被爆電車459号
1945年8月6日、爆心地から約1.32km横川新橋上で被爆したのが被爆電車459号です。十日市町付近の429号は全焼、横川新橋手前の158号は大破でしたが、459号は奇跡的に小破でした。
爆心地から1.2km以内ではその日のうちに50%の人が死亡しています。
被爆後459号は横川新橋上にありましたが、9/17の枕崎台風で橋とともに落下しています。
枕崎台風は広島県では死者・行方不明者合わせて2,000人を超えるなど被害は甚大であり、
原爆の惨禍に追い打ちをかけました。
以下は安佐南区の川内村の工場へ学徒勤労動員で向かっていて459号で被爆した、皆実高の前身の第一県女の被爆者の証言です。

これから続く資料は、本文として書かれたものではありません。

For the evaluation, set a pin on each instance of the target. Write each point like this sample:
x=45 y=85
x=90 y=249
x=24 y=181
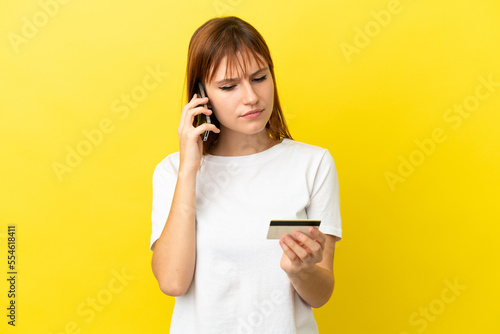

「私は勤労動員で工場へ出勤(袋町の自宅から市内電車で横川経由可部線で川内の工場まで)の途中、横川新橋上の電車の中で被爆した。
ぴかっと光った瞬間慌ててブレーキをかける運転手さんを見たが、私はどうして電車から出たのかわからず、気がついたときには橋の上にうずくまっていた。
周りの人の顔は、灰まみれで皆お化けのようだ。川に落ちてワーワー助けを求めるもの、泣きわめいている者、背中の皮がべろっとはげて下がっているもの、「子供が、子供が死んでやしませんか」と叫ぶ母親。
地獄絵の中で放心したようにうずくまっていると、「何をしとる、早う逃げんか」と誰かに怒鳴られて、はっと思って立ち上がった。気がつくと足に怪我をしている。急いで三角巾で縛り、郊外に向けて走った。
川内の工場まで4キロ余りも歩いたあいだ、痛みを感じなかった私が、着いた途端に支えてもらわなければ一歩も歩けなくなった。
途中電線にしっぽを縛り付けられた牛を見た。生きているのか、死んでいるのか?」
この兄弟は原爆で両親を失ったが、6人兄弟の長女で親代わりになって戦後を乗りきり、2020年現在91歳の長女を頭に6人全員元気で暮らしています。
被爆地には70年は草木も生えないと言われましたが、被爆3日後には復旧一番電車が走ったそうです。